Бумага — ватман для рисунка и полуватман для живописи, была общей. Перед занятиями мы не без удовольствия разрезали листы на четверти. У каждого был ножичек — точить карандаши и разрезать бумагу. Кроме того в классе для этой же цели имелся скальпель. Я, кажется, до сих пор могу разрезать лист ватмана не задумываясь, машинально.

Общей была и гуашь — ею мы пользовались, когда рисовали не с натуры: иллюстрации к книгам, рисунки на заданную тему… Иногда мы делали такие рисунки даже на половинках листов.

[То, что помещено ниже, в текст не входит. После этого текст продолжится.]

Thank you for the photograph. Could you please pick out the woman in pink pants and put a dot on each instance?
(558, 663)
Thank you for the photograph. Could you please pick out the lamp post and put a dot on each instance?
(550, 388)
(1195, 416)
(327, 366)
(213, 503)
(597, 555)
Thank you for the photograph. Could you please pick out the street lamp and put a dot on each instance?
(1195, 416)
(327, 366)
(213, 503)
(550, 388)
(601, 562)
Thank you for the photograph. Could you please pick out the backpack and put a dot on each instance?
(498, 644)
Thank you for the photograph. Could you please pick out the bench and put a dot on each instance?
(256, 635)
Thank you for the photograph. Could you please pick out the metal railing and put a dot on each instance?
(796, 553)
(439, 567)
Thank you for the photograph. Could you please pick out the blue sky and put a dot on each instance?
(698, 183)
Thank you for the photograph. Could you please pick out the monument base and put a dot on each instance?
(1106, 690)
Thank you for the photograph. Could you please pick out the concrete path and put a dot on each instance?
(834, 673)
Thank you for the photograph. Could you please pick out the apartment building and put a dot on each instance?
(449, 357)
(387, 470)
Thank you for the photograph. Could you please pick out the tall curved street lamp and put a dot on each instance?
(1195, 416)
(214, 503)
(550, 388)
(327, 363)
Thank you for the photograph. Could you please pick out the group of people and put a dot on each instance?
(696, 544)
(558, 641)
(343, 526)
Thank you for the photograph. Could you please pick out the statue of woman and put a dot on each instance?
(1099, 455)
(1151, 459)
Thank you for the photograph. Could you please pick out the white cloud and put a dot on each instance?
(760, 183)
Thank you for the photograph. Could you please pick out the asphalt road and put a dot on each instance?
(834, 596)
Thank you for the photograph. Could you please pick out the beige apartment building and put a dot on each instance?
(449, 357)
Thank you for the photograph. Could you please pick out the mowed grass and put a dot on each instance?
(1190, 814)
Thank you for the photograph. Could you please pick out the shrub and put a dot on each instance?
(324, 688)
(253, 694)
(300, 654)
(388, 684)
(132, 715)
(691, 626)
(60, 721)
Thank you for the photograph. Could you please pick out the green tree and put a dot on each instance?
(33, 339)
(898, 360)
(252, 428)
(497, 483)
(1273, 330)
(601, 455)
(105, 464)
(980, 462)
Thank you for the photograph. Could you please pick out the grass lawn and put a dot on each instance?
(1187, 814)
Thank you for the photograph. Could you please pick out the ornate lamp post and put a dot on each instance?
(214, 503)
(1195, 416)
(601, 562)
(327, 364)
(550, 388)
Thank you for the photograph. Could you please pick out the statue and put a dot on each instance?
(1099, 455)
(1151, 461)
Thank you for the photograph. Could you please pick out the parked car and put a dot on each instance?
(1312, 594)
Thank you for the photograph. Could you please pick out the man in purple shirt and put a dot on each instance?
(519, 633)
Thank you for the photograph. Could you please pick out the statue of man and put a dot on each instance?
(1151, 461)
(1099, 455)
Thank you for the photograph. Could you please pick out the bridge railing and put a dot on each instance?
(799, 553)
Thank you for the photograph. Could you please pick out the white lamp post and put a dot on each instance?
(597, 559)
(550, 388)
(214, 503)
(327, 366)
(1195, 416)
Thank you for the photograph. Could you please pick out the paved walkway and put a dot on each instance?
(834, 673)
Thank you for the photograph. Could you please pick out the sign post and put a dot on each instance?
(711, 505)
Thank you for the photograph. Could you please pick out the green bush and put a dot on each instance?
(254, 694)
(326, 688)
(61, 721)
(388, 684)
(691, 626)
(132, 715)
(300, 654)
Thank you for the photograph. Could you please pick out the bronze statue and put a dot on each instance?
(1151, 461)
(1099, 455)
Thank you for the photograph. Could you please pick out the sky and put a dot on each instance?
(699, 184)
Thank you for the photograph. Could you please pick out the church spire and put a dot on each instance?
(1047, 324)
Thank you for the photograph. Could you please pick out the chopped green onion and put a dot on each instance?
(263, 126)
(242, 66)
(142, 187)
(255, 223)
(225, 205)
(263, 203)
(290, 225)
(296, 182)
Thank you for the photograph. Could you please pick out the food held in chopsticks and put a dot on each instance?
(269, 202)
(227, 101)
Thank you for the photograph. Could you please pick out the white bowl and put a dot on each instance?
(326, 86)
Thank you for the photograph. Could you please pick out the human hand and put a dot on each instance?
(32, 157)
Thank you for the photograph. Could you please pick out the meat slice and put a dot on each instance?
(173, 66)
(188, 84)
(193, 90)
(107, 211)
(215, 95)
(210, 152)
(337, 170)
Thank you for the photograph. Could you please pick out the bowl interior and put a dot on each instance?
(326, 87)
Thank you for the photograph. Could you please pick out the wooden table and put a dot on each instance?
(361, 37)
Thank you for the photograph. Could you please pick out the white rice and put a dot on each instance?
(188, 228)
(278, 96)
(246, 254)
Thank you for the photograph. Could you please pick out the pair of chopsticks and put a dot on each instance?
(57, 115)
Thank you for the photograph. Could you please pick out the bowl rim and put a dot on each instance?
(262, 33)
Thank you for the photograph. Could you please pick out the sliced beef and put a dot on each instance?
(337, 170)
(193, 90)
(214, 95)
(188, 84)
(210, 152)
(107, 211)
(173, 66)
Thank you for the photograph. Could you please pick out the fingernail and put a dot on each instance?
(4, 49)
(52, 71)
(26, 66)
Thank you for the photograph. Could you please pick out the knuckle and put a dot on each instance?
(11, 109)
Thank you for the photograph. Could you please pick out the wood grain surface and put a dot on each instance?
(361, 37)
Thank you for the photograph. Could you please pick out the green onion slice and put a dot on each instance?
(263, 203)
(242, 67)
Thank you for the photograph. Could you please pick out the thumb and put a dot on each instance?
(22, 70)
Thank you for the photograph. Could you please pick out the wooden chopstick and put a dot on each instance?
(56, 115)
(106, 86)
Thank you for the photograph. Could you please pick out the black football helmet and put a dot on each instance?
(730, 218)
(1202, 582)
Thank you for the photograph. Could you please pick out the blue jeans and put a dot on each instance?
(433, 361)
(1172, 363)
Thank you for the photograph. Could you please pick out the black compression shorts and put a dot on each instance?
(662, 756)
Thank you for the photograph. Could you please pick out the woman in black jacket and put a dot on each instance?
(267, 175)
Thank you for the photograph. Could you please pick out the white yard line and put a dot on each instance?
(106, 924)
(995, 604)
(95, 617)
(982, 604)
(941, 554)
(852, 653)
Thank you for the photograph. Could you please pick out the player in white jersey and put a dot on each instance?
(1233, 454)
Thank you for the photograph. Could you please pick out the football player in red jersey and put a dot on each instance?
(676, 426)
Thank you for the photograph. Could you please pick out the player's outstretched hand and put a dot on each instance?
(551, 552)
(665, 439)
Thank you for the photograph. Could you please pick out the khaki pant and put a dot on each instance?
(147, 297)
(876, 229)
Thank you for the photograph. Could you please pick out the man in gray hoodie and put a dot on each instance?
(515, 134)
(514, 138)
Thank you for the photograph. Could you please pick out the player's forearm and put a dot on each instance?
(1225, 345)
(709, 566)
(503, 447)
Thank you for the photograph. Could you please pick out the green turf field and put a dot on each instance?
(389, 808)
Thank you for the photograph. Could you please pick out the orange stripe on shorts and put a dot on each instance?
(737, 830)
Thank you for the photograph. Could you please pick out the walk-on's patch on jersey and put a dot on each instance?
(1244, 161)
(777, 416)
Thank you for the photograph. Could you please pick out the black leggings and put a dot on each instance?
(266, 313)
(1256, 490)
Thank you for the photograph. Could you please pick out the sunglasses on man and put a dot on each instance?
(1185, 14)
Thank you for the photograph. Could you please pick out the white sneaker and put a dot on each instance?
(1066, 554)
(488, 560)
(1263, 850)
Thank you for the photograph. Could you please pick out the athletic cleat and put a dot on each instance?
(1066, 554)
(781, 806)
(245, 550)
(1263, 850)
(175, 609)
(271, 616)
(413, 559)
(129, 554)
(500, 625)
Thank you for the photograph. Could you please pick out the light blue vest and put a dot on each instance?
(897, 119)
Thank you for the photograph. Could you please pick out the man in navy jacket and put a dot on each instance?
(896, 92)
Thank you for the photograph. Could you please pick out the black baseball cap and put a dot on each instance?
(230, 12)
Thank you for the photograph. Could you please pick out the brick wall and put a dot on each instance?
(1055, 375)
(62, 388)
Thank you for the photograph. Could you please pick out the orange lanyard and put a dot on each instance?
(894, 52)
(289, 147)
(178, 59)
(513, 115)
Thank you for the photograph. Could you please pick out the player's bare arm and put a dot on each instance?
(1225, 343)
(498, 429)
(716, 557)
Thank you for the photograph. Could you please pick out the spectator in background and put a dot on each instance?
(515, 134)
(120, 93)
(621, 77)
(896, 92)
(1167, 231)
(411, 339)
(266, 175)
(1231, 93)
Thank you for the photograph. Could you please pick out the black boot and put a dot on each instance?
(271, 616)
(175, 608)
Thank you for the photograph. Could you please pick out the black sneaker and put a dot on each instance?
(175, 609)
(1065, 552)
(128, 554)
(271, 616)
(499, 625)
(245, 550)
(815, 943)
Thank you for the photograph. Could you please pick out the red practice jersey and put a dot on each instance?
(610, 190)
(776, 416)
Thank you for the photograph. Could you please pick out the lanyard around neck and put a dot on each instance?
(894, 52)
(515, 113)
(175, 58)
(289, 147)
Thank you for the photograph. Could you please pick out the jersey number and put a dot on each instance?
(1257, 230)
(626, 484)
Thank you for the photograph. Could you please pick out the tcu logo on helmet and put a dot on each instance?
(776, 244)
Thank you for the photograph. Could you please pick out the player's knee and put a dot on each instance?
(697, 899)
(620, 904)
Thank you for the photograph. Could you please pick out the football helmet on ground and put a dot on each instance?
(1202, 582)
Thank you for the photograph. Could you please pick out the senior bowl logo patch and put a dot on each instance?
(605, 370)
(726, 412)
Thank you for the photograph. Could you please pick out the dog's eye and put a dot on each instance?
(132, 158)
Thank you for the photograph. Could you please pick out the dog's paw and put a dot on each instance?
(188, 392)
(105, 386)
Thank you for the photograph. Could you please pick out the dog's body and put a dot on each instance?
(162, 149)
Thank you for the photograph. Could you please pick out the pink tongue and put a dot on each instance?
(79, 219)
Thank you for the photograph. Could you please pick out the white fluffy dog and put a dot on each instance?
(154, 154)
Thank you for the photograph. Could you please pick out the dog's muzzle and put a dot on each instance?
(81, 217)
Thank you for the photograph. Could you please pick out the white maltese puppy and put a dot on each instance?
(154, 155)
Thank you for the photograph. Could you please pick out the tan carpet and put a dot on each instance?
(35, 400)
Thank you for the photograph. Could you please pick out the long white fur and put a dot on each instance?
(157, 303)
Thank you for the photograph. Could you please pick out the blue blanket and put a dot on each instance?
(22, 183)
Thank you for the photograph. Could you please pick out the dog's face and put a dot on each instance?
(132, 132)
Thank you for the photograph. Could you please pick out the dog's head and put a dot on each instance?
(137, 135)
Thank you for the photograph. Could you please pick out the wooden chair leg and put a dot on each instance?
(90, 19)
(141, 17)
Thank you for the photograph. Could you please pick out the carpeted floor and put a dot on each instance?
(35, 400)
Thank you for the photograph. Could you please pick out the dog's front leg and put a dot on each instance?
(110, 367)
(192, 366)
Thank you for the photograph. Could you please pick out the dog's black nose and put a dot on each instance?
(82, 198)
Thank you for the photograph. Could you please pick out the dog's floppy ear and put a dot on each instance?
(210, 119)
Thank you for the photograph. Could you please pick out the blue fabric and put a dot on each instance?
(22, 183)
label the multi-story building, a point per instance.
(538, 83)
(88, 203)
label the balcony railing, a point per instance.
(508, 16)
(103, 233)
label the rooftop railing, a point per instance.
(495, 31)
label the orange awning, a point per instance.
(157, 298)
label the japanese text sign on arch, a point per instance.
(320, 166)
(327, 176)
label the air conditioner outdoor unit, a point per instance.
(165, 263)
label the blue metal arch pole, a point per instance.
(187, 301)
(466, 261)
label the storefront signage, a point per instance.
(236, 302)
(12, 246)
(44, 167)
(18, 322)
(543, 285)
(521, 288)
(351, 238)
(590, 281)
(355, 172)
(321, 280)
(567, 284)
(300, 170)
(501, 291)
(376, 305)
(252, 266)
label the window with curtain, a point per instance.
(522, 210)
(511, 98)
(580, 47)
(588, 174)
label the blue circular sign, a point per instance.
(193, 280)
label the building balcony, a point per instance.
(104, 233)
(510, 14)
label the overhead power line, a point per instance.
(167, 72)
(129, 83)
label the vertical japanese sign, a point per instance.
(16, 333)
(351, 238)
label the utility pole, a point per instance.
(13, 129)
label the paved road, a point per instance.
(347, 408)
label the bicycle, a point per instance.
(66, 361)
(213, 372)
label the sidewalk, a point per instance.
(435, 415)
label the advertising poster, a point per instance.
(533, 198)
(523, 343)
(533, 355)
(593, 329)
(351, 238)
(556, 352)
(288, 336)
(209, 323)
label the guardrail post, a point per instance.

Памятным был совместный с музыкалкой проект: мы должны были нарисовать иллюстрации к 12 музыкальным произведениям. Совершенно не помню автора, но, наверное, Прокофьев. Для этого мы объединились по двое. Я выбрала «Ходит месяц над лугами», а Ирка — «Утро». У Ленки была «Сказочка». Все мы долго ворчали, что нам не дали музыку послушать, так что рисовать пришлось практически наугад. Но проект, как ни странно, удался: может, наши картины не вполне соответствовали произведениям, но все же было интересно…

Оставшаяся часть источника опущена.